One had never liked cabbage, until one day one realized that one liked it very much indeed. So much, in fact, that one insisted on having nothing but cabbage sabzi for breakfast, lunch and dinner. We call the stuff kobeech out West, and every day the maharaj would be instructed to cook generous amounts of fresh kobeech, with precisely the correct amounts of haldi and tadka and so forth, for one's noble consumption. One was only eight years old at the time, but this was fairly extreme even by the young One's standards.
Nevertheless, things continued in an altogether hunky-dory manner for a month or so. Until what we shall call the Fateful Day. For it was on this day that one discovered a Worm in one's cabbage bowl (there was, naturally, a special cabbage bowl). And, what is more, one nearly ate the worm before the discovery. The gentle reader might point out that the impending ingestion should have been of greater concern to our intrepid annelid than to the young One, but the young One did not somehow see it that way. The amygdala duly kicked in, the associative conditioning was complete before one could say 'Ivan Petrovich Pavlov' (presuming one could say 'Ivan Petrovich Pavlov'), and cabbage became, once again, a Disliked Food.

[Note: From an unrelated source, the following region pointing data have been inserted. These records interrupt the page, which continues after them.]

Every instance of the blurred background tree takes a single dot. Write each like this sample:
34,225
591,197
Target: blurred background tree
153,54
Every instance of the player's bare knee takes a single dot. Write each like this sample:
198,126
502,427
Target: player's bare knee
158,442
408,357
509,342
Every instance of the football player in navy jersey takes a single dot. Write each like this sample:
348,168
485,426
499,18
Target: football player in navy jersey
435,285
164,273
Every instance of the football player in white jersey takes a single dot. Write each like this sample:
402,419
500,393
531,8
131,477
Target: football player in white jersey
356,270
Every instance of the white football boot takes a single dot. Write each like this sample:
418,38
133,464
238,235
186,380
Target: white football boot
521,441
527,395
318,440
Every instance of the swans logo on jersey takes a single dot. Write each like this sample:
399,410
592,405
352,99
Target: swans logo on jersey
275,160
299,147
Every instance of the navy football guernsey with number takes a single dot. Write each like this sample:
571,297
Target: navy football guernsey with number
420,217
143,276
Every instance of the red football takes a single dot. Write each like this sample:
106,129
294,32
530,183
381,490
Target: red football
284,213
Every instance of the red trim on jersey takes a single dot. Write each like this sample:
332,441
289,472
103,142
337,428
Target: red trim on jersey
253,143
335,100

You see, gentle reader, when one sits down to Critically Assess one's Life So Far, the major point that tends to strike is that one has gone through Food Phases, intervals characterized by the single-minded pursuit and devourment of the Currently Beloved Food. The above was, of course, the entire life-cycle of the Kobeech Phase in what might be called a Nutshell.
Many phases followed. There was the Softy Ice-Cream phase, the Plain Paneer phase, the Marie Biscuit phase, the khakhra phase (they had to be spiced just right) and the particularly obsessive Cadbury’s Twirl phase.
And now, one finds oneself in the throes of a new Phase. It all began with a Japanese restaurant and a generous helping of sashimi. The traditional accompaniment for such foodstuffs, as you may be aware, goes by the name of wasabi. A pungent chutney made from the root of the eponymous plant, it tends to grab you by the respiratory system. And one now feels a strange affinity towards this condiment. One can taste wasabi just by thinking about it. Reminiscent of mustard, but with a cleaner, sharper twang. Mouthwatering. Magnetic.
One shall now proceed to look for some wasabi, for immediate consumption. And one will find it somewhere, even if one has to wade through piles of wormy kobeech.